UCLA

Genetic engineering in mammals is furthest developed in Mus musculus and has facilitated great strides towards understanding the molecular and cellular mechanisms underlying human biology and disease. Despite the advantages afforded through genetic manipulations, studies involving retinal photoreceptors have been largely constrained to rods due to the technical challenges of isolating cones. This dissertation describes the methodology I have developed to reliably identify unlabeled mouse cone somata, and using whole-cell patch clamp, record their conductance and voltage changes in response to diverse stimuli.

I made highly resolved measurements of cone dark current, membrane capacitance, and resting membrane potentials. Photoresponses were recorded with brief and steady-light stimulation protocols, and I characterized parameters describing response sensitivity and kinetics. Wild-type cones showed evidence of lateral electrical coupling to rod photoreceptors (i.e. the rod secondary pathway). The loss of calcium- sensitive proteins affected waveform of the responses to brief and steady-light stimulation. Notably, when compared to controls, the loss of guanylyl cyclase accelerating proteins caused cones to be more sensitive to a given light stimulus and to reopen fewer light-sensitive channels.

The ability to manipulate the cone membrane potential enabled the biophysical characterization of multiple inner segment ion conductances. Synaptic calcium and the hyperpolarization-activated rectifying conductances were isolated with pharmacology. By combining voltage stimulation with light flashes, I also studied the reversal potential of the light response for the first time in any mammalian species. The inner segment calcium- and calcium-activated anion conductances were significantly large in the mouse cones and had to be blocked in order to isolate the light-sensitive conductance.

Unlike rods, cones must remain active in brighter ambient light. In addition to calcium-dependent adaptation that adjusts the phototransduction machinery, the cone must replenish large fractions of photopigment. We identified a light-driven, non- enzymatic pathway in which all-trans-retinal does not even leave the photoreceptor. We show that when bound to a retinyl phosopholipid-complex in the membrane and exposed to blue light, all-trans-retinal can be preferential photoconverted back to 11-cis- retinal.
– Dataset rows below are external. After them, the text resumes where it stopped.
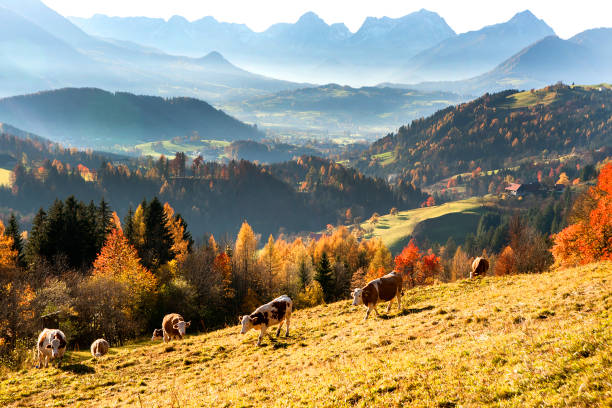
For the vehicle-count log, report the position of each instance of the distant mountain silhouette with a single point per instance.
(583, 59)
(40, 49)
(298, 51)
(88, 117)
(475, 52)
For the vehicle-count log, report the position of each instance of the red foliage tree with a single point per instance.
(590, 239)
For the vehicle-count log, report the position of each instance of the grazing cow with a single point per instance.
(480, 266)
(273, 313)
(383, 289)
(51, 345)
(173, 326)
(99, 348)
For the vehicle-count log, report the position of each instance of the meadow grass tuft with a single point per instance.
(515, 341)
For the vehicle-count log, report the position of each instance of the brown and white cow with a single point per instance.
(99, 348)
(480, 266)
(173, 326)
(51, 346)
(383, 289)
(273, 313)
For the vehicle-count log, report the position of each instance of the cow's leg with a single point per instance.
(279, 327)
(399, 300)
(261, 334)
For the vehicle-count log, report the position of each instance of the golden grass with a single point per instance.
(520, 341)
(394, 229)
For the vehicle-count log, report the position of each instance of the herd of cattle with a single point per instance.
(52, 342)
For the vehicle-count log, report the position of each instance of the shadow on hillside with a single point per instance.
(78, 369)
(406, 312)
(416, 310)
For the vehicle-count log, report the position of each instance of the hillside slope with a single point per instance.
(527, 340)
(494, 130)
(95, 118)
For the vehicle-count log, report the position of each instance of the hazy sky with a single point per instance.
(566, 17)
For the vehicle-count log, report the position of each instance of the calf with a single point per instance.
(383, 289)
(273, 313)
(51, 346)
(173, 326)
(99, 348)
(480, 266)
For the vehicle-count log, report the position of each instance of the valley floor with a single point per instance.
(521, 341)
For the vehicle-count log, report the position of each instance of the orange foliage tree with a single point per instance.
(406, 263)
(119, 260)
(590, 238)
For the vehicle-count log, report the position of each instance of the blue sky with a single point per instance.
(565, 17)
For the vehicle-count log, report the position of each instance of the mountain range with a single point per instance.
(585, 58)
(41, 49)
(89, 117)
(308, 49)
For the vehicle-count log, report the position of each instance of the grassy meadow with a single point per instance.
(515, 341)
(395, 230)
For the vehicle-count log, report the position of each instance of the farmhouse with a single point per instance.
(516, 189)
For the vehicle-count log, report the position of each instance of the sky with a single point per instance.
(566, 17)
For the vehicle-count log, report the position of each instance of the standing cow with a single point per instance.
(173, 326)
(383, 289)
(480, 266)
(51, 346)
(273, 313)
(99, 348)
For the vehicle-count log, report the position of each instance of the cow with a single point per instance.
(480, 266)
(51, 346)
(173, 326)
(99, 348)
(273, 313)
(383, 289)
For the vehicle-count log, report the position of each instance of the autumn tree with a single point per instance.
(589, 238)
(406, 263)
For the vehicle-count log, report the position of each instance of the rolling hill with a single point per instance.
(67, 56)
(335, 108)
(493, 131)
(309, 50)
(89, 117)
(469, 54)
(523, 340)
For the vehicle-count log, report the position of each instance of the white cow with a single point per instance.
(99, 348)
(273, 313)
(51, 346)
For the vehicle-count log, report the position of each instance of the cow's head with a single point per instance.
(158, 334)
(357, 295)
(182, 327)
(54, 346)
(247, 323)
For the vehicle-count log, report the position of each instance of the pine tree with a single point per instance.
(128, 226)
(37, 237)
(158, 241)
(12, 230)
(324, 276)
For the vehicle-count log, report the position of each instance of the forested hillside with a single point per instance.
(493, 132)
(93, 118)
(213, 197)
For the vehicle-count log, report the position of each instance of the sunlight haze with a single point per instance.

All the mechanisms employed to keep cones functional and out of saturation are for naught if well defined synaptic connections are not made properly. We show that cones lacking a synaptic adaptor protein LRIT1 responded to light with normal characteristics. Cone bipolar cells, however, responded to light flashes with altered sensitivities. Thus, visual perception relies not only on high-fidelity encoding of light stimuli, but also on precise circuitry and signal transmission.